Reputation: 23
An if-statement returns an "missing Value"-error when there is a perfectly healthy value.
I wanted to write a simple script to delete rows in a dataset if one of their entries contains a certain tag. I assign an indicator variable in a new column (containsMR) and then iterate over the rows using a for-loop. If the indicator is TRUE, the row should be removed.
The indicators get assigned correctly, so far, so good. The interesting part: In the loop's if-statement seems to have trouble reading the values, because it returns "Error in if (data$containsMR[i]) { : missing value where TRUE/FALSE needed".

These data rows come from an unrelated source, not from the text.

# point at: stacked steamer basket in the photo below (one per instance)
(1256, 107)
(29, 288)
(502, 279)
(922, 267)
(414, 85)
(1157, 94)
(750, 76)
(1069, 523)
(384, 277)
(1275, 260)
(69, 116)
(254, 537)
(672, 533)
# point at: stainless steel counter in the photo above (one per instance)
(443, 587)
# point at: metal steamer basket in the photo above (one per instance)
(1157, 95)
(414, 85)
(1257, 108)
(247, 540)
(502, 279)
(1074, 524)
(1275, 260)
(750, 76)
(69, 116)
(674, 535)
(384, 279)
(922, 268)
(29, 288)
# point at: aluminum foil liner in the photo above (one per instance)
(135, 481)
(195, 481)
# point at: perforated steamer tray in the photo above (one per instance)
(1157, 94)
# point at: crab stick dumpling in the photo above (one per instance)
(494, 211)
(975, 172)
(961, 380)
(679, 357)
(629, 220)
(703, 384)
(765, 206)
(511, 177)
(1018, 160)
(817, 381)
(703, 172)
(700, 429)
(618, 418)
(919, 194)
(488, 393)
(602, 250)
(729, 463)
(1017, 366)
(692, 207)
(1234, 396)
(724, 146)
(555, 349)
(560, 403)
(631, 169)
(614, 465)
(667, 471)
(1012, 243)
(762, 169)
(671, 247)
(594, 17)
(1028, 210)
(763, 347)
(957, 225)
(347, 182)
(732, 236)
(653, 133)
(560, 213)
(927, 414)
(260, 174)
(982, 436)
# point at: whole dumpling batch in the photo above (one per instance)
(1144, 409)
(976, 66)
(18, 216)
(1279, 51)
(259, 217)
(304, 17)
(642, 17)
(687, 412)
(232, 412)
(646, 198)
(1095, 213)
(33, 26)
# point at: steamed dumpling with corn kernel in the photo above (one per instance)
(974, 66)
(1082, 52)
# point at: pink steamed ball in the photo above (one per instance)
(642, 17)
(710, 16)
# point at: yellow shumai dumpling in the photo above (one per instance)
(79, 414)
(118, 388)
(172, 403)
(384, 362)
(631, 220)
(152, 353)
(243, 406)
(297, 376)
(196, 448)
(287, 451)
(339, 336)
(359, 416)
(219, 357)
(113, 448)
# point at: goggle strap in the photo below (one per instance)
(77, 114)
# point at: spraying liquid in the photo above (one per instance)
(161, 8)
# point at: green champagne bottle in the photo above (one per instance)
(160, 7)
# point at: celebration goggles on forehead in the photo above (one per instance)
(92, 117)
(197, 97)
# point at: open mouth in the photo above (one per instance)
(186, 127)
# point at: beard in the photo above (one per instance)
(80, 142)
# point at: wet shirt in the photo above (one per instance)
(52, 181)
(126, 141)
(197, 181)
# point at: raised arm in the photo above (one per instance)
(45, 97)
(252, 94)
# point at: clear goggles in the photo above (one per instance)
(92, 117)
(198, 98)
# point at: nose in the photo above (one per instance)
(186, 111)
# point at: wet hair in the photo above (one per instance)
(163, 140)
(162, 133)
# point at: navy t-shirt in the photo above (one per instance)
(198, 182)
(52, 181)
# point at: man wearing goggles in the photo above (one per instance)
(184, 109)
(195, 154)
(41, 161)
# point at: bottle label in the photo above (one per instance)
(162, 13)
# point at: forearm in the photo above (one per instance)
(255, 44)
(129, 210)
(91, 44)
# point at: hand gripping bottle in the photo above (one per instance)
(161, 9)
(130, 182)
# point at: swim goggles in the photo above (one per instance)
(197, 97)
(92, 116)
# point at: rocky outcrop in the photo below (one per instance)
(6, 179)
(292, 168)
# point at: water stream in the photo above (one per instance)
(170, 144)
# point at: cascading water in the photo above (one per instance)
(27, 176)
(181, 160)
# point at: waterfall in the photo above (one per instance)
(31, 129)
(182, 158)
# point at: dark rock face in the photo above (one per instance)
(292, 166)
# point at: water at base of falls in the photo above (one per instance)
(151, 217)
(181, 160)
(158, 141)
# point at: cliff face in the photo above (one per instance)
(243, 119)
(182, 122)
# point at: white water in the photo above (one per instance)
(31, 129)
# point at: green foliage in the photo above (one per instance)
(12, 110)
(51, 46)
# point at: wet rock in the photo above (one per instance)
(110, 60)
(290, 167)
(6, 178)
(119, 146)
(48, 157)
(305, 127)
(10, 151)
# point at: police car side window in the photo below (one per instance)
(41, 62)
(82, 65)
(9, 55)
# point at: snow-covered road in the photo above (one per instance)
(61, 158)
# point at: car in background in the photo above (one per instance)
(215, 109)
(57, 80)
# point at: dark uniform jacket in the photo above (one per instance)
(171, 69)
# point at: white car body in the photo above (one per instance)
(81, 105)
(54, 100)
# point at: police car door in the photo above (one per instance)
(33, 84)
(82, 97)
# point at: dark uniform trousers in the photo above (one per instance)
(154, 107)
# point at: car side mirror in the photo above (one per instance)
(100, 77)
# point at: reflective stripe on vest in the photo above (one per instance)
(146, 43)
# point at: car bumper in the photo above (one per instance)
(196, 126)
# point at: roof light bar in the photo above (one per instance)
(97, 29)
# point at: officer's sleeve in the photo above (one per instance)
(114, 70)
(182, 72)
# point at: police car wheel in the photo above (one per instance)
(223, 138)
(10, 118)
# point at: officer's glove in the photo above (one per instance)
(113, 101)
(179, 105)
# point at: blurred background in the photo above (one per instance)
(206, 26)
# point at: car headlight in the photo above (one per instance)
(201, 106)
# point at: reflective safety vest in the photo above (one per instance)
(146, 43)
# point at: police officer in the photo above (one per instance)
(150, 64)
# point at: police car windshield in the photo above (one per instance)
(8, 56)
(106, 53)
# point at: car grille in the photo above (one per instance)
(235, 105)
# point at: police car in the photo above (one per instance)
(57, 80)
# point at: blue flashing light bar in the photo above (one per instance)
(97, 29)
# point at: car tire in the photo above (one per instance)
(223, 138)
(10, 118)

Given the correct (and complete) assignment of indicator variables, this surprises me. What is even more weird: Some, but not all the rows with a positive indicator are removed (checked with printouts and table(data$containsMR) ).
And now the really weird stuff: if I run the same loop one more time, it removes the rest of the columns (as it should), but returns the same error. So, theoretically, I could just run the loop twice, ignore the errors and walk away with the result I wanted. That's just really not the point of what I'm doing.

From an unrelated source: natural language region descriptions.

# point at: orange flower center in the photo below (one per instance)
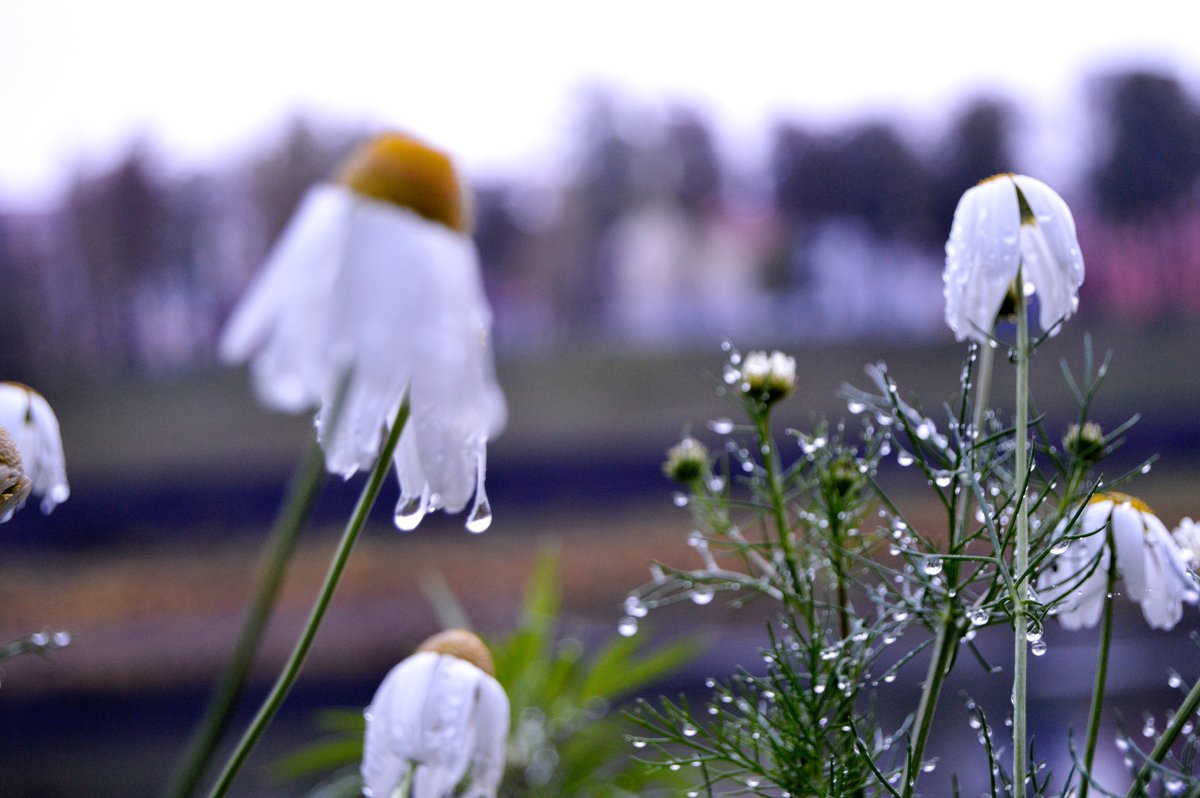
(1122, 498)
(402, 171)
(463, 645)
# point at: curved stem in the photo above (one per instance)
(1021, 547)
(292, 669)
(297, 505)
(1102, 669)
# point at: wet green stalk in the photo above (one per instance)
(949, 631)
(294, 513)
(1102, 669)
(1021, 549)
(292, 669)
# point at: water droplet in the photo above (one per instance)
(411, 510)
(721, 426)
(635, 607)
(480, 517)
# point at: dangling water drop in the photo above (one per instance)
(480, 517)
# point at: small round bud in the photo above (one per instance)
(843, 477)
(687, 461)
(461, 643)
(402, 171)
(1085, 442)
(769, 377)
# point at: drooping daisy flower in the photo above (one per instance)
(1152, 565)
(30, 451)
(377, 281)
(438, 718)
(1005, 225)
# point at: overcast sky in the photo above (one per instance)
(491, 81)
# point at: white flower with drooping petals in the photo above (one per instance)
(1005, 225)
(438, 718)
(1152, 565)
(768, 375)
(376, 279)
(39, 462)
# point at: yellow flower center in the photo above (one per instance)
(463, 645)
(402, 171)
(1122, 498)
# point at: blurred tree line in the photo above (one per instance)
(649, 231)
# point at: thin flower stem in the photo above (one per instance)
(1182, 715)
(298, 503)
(292, 669)
(775, 490)
(1021, 546)
(949, 631)
(1102, 667)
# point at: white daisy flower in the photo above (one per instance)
(377, 280)
(1009, 222)
(771, 376)
(30, 451)
(1152, 565)
(438, 718)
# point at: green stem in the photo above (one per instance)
(298, 503)
(775, 490)
(949, 631)
(1102, 667)
(1182, 715)
(292, 669)
(1021, 549)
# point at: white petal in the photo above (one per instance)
(34, 427)
(283, 319)
(982, 257)
(1128, 537)
(1051, 250)
(492, 732)
(394, 736)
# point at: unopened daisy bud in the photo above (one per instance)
(844, 478)
(769, 377)
(461, 643)
(439, 720)
(1084, 442)
(406, 172)
(687, 461)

Bugfixes tried: - changed for- to while-loop - changed indicators (and if-statement) to integer (0,1) - ran the script in RStudio and R console - changed variable names, included/excluded definitions (e.g. adding the proxy variable row_number instead of calling it in one line.
# Script to delete all rows containing "MR" in column "EXAM_CODE"
# import file
data <- read.csv("C:\\ScriptingTest\\ablations 0114.csv")
# add indicator column
for (i in 1:nrow(data)){
data$containsMR[i] <- ifelse(grepl("MR", toString(data$EXAM_CODE[i])), TRUE, FALSE)
}
# remove rows with positive indicator
row_number <- nrow(data)
for (i in 1:row_number){
if (data$containsMR[i]){
data <- data[-c(i),]
}
}
# export csv
write.csv(data, "C:\\ScriptingTest\\export.csv")
Upvotes: 0
Views: 142
Reputation: 173517
To illustrate the problem is modifying the size of the object in the for loop that you are looping over, see this example:
n <- nrow(mtcars)
for (i in 1:n){
cat("\n mtcars currently has",nrow(mtcars),"rows;","accessing row",i)
if (mtcars$cyl[i] == 4){
mtcars <- mtcars[-i,]
}
}
> mtcars currently has 32 rows; accessing row 1
mtcars currently has 32 rows; accessing row 2
mtcars currently has 32 rows; accessing row 3
mtcars currently has 31 rows; accessing row 4
mtcars currently has 31 rows; accessing row 5
mtcars currently has 31 rows; accessing row 6
mtcars currently has 31 rows; accessing row 7
mtcars currently has 30 rows; accessing row 8
mtcars currently has 30 rows; accessing row 9
mtcars currently has 30 rows; accessing row 10
mtcars currently has 30 rows; accessing row 11
mtcars currently has 30 rows; accessing row 12
mtcars currently has 30 rows; accessing row 13
mtcars currently has 30 rows; accessing row 14
mtcars currently has 30 rows; accessing row 15
mtcars currently has 30 rows; accessing row 16
mtcars currently has 29 rows; accessing row 17
mtcars currently has 28 rows; accessing row 18
mtcars currently has 28 rows; accessing row 19
mtcars currently has 28 rows; accessing row 20
mtcars currently has 28 rows; accessing row 21
mtcars currently has 28 rows; accessing row 22
mtcars currently has 27 rows; accessing row 23
mtcars currently has 26 rows; accessing row 24
mtcars currently has 26 rows; accessing row 25
mtcars currently has 26 rows; accessing row 26
mtcars currently has 25 rows; accessing row 27
Error in if (mtcars$cyl[i] == 4) { :
missing value where TRUE/FALSE needed
Upvotes: 1
Reputation: 286
You might be able to simplify this to
newdata <- data[!grepl("MR", data$EXAM_CODE),]
Upvotes: 0